# What is the best type of wire mesh for outdoor enclosure?



## Milinda (May 2, 2016)

Hi there, well, it is finally getting warm, and little Frida is big enough that I feel comfortable putting her outside to live. I found a great spot, but I am unsure about the best type of wire to use to keep out the raccoons. I would like to create some type of top for my enclosure that has a hinge, but chicken wire seems so flimsy. Does anyone have suggestions for a good strong type of mesh or wire? Thank you!


----------



## Markw84 (May 2, 2016)

I like 1/2" hardware cloth for a cover for my small tortoises or turtles. Comes in 3 or 4 foot wide rolls.


----------



## ZEROPILOT (May 2, 2016)

I'd also use hardware cloth and staple it onto a wooden framed lid.


----------



## CourtneyG (May 2, 2016)

I third the hardwire cloth as well.


----------



## Milinda (May 12, 2016)

Milinda said:


> Hi there, well, it is finally getting warm, and little Frida is big enough that I feel comfortable putting her outside to live. I found a great spot, but I am unsure about the best type of wire to use to keep out the raccoons. I would like to create some type of top for my enclosure that has a hinge, but chicken wire seems so flimsy. Does anyone have suggestions for a good strong type of mesh or wire? Thank you!

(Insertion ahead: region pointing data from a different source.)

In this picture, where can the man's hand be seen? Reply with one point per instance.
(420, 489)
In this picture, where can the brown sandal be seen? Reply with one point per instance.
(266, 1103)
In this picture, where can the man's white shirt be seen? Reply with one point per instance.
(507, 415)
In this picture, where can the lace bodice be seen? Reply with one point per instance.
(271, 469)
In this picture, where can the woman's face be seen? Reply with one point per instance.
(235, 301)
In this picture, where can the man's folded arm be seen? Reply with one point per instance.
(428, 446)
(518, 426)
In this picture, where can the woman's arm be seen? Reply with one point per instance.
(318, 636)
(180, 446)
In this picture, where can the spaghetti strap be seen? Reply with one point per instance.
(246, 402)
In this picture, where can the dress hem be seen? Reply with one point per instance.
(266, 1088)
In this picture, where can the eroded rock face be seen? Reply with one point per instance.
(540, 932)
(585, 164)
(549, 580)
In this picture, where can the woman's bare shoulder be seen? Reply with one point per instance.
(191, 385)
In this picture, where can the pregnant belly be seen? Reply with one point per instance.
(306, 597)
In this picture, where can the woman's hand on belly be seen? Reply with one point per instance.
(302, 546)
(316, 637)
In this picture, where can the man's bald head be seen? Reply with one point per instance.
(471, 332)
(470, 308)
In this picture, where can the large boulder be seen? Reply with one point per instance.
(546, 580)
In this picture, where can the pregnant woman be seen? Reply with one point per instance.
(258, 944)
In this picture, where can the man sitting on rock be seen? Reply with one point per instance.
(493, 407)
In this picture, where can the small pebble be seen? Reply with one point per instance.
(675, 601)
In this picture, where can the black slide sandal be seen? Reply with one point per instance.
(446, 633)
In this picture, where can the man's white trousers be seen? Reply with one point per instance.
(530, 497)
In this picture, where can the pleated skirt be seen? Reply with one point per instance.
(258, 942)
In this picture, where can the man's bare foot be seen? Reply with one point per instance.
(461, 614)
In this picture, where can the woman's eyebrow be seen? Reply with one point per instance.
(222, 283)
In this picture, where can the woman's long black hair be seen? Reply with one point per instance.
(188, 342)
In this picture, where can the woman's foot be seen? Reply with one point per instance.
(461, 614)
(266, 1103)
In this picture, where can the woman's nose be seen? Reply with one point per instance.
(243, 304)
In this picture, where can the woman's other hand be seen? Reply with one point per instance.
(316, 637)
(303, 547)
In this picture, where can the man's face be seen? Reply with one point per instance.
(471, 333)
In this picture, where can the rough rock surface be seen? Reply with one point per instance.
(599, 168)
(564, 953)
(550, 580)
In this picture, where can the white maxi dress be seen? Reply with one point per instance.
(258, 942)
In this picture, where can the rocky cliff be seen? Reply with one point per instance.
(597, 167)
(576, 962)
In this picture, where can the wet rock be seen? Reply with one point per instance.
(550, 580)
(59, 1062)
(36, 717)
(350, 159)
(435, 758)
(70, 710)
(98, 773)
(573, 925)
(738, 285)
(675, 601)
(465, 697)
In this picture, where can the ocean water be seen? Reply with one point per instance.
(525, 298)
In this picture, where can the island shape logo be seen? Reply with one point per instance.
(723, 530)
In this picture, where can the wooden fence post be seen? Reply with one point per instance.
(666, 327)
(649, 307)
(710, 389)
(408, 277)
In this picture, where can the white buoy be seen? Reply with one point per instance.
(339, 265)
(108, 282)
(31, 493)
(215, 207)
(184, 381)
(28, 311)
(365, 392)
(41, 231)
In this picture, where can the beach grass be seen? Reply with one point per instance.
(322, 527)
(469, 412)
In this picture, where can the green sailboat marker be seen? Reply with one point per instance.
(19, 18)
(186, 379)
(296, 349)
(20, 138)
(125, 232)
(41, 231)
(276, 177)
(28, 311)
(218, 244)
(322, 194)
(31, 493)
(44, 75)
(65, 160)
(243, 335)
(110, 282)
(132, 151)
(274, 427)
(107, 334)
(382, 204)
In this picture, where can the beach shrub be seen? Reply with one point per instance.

Thank you very much for your reply. I will do that.


----------



## Milinda (May 12, 2016)

Markw84 said:


> I like 1/2" hardware cloth for a cover for my small tortoises or turtles. Comes in 3 or 4 foot wide rolls.


Thank you very much!


----------



## Milinda (May 12, 2016)

ZEROPILOT said:


> I'd also use hardware cloth and staple it onto a wooden framed lid.


Thank you!


----------



## Milinda (May 12, 2016)

Milinda said:


> Thank you!


Thank you!


----------



## Tortoise (Sep 14, 2016)

sorry this is a late reply we used stucco mesh(2 inch by 2 inch holes) to cover our 60 ft long by 12 ft wide tortoise outdoor pen.Its buried 8 inches down too and a little across to help prevent my digging species escaping (although I still have to keep a watch on where they dig) Russians


----------



## ZEROPILOT (Sep 14, 2016)

Also, don't leave any uneaten food inside. At least nothing a Raccoon might want. They can rip open the roof in your house if they want to.( I found out.)
Making an enclosure raccoon resistant is one thing. Making it raccoon proof is another.


----------



## Jacqui (Sep 15, 2016)

ZEROPILOT said:


> Also, don't leave any uneaten food inside. At least nothing a Raccoon might want. They can rip open the roof in your house if they want to.( I found out.)
> Making an enclosure raccoon resistant is one thing. Making it raccoon proof is another.



Couldn't have said it better


----------